Precision was determined through various parameters such as method and system repeatability, intermediate precision, and reproducibility. The system repeatability was evaluated with three ZnPT standard solutions of different concentrations (0.2%, 0.8%, and 1.4%), and method repeatability was evaluated with three shampoo samples. Intermediate precision was evaluated with the results of two analysts in two different days and reproducibility with the results in two laboratories. Results were estimated by calculating the relative standard deviation (RSD%) for each parameter.

2.3.5. Accuracy

Accuracy was determined with three standard solutions of different concentrations, 0.2, 0.8, and 1.4 w/w %, of ZnPT, performing six trials per solution. Accuracy was reported as percent recovery and RSD% which were calculated globally for all concentration levels.

2.3.6. Robustness

Method robustness was evaluated with the experimental design of Youden–Steiner for five variables. Variables used for the complexometric titration were pH, sample weight, heating time, stirring time, and sample resting time. Variables used for the potentiometric titration were HCl volume, sample resting time, titrant addition rate, speed, and stirring time. Eight tests were performed in duplicate changing the conditions mentioned above.

3. Results and Discussion

3.1. Selectivity

The response obtained for solvent blank and placebo was the same, as well as for critical sample and enriched placebo, confirming that the components of the matrix did not interfere in the analysis. The shampoo sample under photolytic and thermolytic conditions did not produce reactions that could interfere with the ZnPT measurement. However, under oxidative conditions, the analyte was not quantifiable for the potentiometric titration, as shown in Figure 1.

3.2. Linearity

Values of slope, intercept, and determination coefficient for the studied methods were calculated using the least squares method, and they are shown in Table 1 altogether with t values. Analysis of variance results (ANOVA) confirmed proportionality between the concentration and volume variables, since the F-calculate value is greater than F established in tables. In addition, Student’s t-test results confirmed a significant linear correlation given that t-calculate is greater than t established in the table, which can be verified with the determination coefficient (>0.99).

3.3. Sensitivity

LOD and LOQ values were calculated for the system and method of both titrations, obtaining data shown in Table 1, where values were lower for the potentiometric titration.

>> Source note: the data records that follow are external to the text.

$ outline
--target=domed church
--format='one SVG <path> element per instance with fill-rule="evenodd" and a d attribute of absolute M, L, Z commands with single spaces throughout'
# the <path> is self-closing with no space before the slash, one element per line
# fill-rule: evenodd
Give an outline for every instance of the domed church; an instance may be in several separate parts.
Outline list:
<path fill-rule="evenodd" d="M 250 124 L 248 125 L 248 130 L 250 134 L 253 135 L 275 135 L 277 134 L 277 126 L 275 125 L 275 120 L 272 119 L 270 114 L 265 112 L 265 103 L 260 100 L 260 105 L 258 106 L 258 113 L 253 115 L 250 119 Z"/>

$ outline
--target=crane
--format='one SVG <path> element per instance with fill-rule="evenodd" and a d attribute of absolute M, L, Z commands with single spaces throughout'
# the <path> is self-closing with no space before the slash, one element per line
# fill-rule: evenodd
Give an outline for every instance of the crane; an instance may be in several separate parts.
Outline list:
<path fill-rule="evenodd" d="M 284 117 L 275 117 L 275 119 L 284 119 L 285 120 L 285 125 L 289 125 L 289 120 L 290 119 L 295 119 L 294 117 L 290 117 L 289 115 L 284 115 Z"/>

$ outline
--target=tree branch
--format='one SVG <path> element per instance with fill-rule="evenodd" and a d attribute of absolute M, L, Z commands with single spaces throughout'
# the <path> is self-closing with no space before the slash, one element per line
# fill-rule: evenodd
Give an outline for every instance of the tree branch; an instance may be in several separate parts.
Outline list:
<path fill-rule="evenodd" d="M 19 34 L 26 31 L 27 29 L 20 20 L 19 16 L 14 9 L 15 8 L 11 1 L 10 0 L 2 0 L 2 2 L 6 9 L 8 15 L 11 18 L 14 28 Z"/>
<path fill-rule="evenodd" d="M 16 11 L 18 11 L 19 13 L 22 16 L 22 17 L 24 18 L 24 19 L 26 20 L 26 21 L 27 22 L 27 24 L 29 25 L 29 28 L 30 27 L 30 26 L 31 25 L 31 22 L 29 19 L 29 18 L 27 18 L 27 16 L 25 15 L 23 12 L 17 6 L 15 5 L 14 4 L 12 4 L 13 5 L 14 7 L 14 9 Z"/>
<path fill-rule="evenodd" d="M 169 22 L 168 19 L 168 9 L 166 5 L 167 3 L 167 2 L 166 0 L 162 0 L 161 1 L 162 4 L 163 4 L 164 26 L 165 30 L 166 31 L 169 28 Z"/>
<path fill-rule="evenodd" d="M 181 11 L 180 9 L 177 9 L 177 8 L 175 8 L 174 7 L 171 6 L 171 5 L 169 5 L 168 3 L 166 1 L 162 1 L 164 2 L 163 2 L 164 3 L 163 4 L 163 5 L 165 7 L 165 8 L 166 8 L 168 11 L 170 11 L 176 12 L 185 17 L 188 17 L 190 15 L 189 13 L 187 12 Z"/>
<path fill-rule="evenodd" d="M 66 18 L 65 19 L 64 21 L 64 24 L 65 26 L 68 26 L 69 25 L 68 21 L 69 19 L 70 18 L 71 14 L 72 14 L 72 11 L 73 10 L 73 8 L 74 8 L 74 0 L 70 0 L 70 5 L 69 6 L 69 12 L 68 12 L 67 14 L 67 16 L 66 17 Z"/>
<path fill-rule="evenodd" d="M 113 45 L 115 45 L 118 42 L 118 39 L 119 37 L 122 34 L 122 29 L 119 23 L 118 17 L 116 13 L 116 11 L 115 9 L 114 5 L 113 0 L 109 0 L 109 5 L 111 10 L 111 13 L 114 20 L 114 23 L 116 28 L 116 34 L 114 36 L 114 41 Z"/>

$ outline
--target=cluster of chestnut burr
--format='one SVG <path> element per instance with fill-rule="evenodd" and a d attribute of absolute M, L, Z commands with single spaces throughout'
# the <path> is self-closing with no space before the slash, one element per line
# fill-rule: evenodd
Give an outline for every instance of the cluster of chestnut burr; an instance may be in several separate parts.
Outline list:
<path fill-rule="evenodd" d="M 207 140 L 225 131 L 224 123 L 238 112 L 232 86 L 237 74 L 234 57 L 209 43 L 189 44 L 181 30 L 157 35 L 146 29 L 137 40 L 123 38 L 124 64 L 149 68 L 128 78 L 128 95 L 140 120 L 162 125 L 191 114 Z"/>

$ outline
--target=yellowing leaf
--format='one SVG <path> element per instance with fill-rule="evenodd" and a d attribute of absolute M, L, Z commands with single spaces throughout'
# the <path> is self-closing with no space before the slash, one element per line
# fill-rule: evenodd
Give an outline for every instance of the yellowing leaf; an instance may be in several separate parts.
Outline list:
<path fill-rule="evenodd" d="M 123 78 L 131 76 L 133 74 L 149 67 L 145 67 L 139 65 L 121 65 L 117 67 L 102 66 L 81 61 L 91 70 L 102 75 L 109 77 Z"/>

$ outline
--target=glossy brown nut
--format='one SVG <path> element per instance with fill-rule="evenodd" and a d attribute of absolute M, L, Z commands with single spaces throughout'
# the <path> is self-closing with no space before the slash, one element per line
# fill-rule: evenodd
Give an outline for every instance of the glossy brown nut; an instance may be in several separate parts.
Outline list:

LOQ accuracy was determined as percentage of recovery, generating values among 98% and 101% for the potentiometric and complexometric titrations, these values comply with the limits established for volumetric methods (95–105%) [28]. Additionally, Student’s t-test results confirmed that no significant difference was found between the recovery percentage values obtained and the theoretical 100%; therefore, the LOQ was accurate in all cases.

3.4. Precision

Precision is generally expressed as the RSD% of a series of measurements and expresses conformity or nonconformity regarding the proximity between multiple measurements under specific conditions [27]. RSD% values for repeatability, reproducibility, and intermediate precision were less than 1.0% for the potentiometric and complexometric titration, as shown in Table 2. The values of RSD% were below the limit stipulated according to the Association of Official Analytical Chemists (<5%) [28]; therefore, no significant difference was observed in results of multiple measurements, indicating that both methods are precise and reproducible.

3.5. Accuracy

The average recovery of the analytical methodologies was within the limits stipulated for volumetric methods (95–105%) for the active ingredient, as shown in Table 2. The t calculated (0.44, complexometric titration and 0.14, potentiometric titration) for the methodologies when compared to the t in the table confirmed no statistically significant difference with the value of the average recovery obtained and 100% theoretical; thus, the methodologies were accurate.

3.6. Robustness

To determine the robustness of the method, the response obtained by slightly changing the experimental conditions of pH, temperature, stirring time, standing time, and sample weight was evaluated. Effect of these variations was calculated for the two methodologies using the Youden–Steiner formulas and compared with the critical values of 0.0022 and 0.0038 for the potentiometric and complexometric titration [29, 30], as shown in Table 3. The critical value was calculated using equation S √2, where S is the standard deviation found in the repeatability of the methods. For the potentiometric titration, all values were less than the critical value; therefore, changes in conditions do not significantly affect the method response. For the complexometric titration, the change in the temperature and resting time conditions of the sample differed from the expected responses, suggesting that this methodology was less robust than the potentiometric titration.

4. Conclusions

Two simple and practical methods for the quantitative determination of ZnPT in cosmetic products were validated according to USP and ICH guidelines. Validated methods are specific, precise, exact, and linear in the range of concentrations studied. The sensitivity of both methods is adequate, allowing to confidently evaluate the ZnPT content in shampoo samples according to the concentrations established by the FDA. Furthermore, these two methodologies do not require complex sample preparation which makes them suitable techniques for the quality assurance of any shampoo to guarantee the consumer’s well being.

Data Availability

The data used to support the findings of this study are available from the corresponding author upon request.

Conflicts of Interest

The authors declare that there are no conflicts of interest regarding the publication of this paper.

Acknowledgments

The authors wish to thank the innovation and development area of the company Belstar S. A for the concern shown and the financial support provided for the development and verification of analysis methodologies that allowed evaluating the quality and safety of products for consumer welfare.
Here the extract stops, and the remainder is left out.